I get the impression that this debate is caused by the existence of 2 different schools of thought:
* Descriptive: Paul wants to describe the timezones of the world without regard to how those time zones were created, and merge them into the smallest set that can generate the timekeeping rules. I can see that in this view, merging timezones from different countries into the same equivalence class is reasonable.
* Prescriptive: I think Stephen and others start with the fact that time zones are the creations of political organizations which write the regulations that define the timezones. Those governing bodies are predominantly organized by country in a hierarchical structure. In this view, it does *not* make sense to merge timezones from different countries.
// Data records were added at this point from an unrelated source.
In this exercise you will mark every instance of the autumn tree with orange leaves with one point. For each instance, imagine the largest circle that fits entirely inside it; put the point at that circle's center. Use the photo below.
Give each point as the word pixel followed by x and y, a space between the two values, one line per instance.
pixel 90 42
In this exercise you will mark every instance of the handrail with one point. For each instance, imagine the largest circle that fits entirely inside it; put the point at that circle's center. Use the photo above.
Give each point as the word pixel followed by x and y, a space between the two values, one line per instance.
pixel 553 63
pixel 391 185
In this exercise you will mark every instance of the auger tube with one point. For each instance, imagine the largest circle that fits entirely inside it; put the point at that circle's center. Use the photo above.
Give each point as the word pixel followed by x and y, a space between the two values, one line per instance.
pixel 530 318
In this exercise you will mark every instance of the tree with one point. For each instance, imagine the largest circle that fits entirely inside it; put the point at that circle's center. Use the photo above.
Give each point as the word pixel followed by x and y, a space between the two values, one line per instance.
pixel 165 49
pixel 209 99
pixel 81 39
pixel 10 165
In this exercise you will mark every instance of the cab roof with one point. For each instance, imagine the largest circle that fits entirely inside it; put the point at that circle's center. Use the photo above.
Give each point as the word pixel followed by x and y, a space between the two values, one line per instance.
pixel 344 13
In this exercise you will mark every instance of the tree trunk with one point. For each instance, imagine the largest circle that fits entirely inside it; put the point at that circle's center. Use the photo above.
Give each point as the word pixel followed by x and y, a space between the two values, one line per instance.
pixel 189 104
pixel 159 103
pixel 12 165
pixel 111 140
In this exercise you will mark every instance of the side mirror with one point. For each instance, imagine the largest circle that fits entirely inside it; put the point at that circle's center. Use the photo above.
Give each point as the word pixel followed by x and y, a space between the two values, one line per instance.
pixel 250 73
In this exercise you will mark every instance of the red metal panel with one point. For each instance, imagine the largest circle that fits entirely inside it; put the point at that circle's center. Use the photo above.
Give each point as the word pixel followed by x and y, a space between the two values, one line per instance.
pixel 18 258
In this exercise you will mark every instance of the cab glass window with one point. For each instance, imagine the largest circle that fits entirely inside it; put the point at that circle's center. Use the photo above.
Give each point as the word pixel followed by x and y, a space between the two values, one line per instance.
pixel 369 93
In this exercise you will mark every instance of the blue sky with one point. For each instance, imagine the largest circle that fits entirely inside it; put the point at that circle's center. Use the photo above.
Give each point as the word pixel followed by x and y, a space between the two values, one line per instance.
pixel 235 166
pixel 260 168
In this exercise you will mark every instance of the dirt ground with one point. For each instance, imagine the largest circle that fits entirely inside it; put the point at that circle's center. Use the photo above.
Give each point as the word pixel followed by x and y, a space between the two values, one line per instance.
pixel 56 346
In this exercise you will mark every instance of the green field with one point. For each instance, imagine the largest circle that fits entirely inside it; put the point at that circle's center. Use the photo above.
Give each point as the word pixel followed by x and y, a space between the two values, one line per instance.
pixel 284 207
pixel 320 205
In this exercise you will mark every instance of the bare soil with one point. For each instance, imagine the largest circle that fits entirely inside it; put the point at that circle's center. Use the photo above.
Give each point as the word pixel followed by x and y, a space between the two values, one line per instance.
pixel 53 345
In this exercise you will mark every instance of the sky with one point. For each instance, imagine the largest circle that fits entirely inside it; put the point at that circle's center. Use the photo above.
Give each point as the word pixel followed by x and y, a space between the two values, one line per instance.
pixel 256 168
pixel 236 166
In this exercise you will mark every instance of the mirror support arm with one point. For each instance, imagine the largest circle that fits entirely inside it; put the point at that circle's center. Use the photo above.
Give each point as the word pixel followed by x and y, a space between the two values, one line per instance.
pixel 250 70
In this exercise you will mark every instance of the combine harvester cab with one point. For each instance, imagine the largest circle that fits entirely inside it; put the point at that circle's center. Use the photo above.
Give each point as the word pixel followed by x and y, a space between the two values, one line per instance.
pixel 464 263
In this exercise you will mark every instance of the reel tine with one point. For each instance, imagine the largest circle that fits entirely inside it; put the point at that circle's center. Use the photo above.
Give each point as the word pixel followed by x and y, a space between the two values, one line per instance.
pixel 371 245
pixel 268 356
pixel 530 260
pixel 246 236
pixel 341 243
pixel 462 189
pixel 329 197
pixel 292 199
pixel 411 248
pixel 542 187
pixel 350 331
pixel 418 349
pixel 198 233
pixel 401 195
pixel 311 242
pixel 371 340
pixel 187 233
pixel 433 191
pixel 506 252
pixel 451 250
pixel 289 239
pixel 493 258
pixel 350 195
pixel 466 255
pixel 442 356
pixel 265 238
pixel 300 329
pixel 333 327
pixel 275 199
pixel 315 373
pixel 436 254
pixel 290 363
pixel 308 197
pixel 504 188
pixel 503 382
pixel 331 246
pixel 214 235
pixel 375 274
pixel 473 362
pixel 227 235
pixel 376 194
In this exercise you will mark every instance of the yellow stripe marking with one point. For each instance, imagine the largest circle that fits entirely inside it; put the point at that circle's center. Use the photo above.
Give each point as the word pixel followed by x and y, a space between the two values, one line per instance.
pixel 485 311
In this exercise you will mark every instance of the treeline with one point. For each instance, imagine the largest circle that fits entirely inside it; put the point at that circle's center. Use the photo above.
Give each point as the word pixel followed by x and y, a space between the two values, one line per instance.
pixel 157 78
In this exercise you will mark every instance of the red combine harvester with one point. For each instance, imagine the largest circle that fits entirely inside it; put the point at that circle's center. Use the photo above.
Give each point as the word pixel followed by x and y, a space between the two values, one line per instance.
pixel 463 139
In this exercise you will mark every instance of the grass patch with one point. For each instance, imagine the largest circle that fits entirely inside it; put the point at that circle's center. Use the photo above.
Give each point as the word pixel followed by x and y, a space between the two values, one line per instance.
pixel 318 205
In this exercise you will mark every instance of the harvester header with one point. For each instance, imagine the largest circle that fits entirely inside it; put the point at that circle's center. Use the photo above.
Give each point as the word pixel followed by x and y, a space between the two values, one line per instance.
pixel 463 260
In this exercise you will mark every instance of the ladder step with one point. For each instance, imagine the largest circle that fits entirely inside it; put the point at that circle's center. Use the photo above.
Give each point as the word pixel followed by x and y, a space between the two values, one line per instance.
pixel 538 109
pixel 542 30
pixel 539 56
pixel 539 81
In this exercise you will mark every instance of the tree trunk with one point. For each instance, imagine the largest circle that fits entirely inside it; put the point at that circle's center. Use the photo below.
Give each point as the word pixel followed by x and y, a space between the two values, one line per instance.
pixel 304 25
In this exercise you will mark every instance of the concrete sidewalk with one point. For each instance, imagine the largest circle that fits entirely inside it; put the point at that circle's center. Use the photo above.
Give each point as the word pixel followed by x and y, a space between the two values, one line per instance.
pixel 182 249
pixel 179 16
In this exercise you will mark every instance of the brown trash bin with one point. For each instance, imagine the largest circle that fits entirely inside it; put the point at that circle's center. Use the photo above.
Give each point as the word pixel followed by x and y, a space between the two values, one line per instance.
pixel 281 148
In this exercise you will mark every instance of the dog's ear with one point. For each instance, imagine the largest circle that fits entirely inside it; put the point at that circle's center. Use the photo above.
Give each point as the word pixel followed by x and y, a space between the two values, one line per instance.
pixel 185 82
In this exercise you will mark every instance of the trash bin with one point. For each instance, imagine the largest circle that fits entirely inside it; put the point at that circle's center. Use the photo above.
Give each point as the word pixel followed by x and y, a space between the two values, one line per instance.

This view also implies that the TZ identifiers should reflect the political organizational structure of the world.
I want to suggest that it may be possible for these 2 views to coexist. We could create a new file, e.g. call it 'countryzone', which contains a set of Links organized in a hierarchical tree by country, pointing to the Core zones. Paul can maintain the Core files as before, and 'countryzone' would be maintained by a different set of people. Assuming the Core timezones is a complete set that covers all unique timezones in the world, then all other ISO-country based timezones can be mapped to one of the Core timezones.
For this to work, I think we need to clarify the semantics of the 'Link' records in the TZ database. As far as I can tell, there are at least 3 different meanings of the Link record:
1) Link Canonical Deprecated
* Deprecated is an old zone which should no longer be used
2) Link Canonical Alternate
* alternate spelling or alias, but not deprecated
3) Link Canonical Merged
* zones which were merged because they have the same rules by chance, but there is no semantic relationship to each other
I propose that we replace the 'Link' keyword with 3 new keywords that identify the precise meaning: LinkOld, LinkAlt, and LinkMerged. (My hope is that keeping the 'Link' prefix will make it easy to update existing TZDB parsers to preserve their previous behavior.) Slight aside: I learned that some 3rd party timezone libraries do not preserve round-trip zone Id for Links. In other words, (pseudo-code) `TimeZone(linkName).getName() != linkName`. I wonder if it is worth defining the expected behavior of each type of Links for downstream libraries.
For the pre-1970 data, it is my understanding that the 'backzone' file contains Zone records which should replace ONLY the LinkMerged records found in the other files. I propose that all LinkMerged records be extracted into a separate file (let's call it 'mergedzone') so that there is a clear symmetry between 'backzone' and 'mergedzone', which allows them to be substituted for each other. The dependency diagram looks something like this:
countryzone
|
v
Core (africa, asia, etc...)
+-- backzone
+-- mergedzone
Downstream libraries which want only post-1970 can use: countryzone, Core, mergedzone
Downstream libraries which want to include pre-1970 can use: countryzone, Core, backzone
@Stephen: We may be at a point where further debate is not productive. Perhaps we should create an exploratory fork of the TZDB to evaluate these ideas explicitly. It is easier to get feedback from a concrete implementation than to continue discussing ideas and options in a vacuum. I propose a GitHub project with an initial seed of the 10 raw TZDB files. And let's use the usual GitHub PR, Issues, and Discussions workflow, so that proposals can be reviewed and discussed before being committed into the repo.
If there is any chance that this will result in being able to type "Canada/Toronto" instead of "America/Toronto", that would resolve an annoyance that has lasted some 30-35 years.
Brian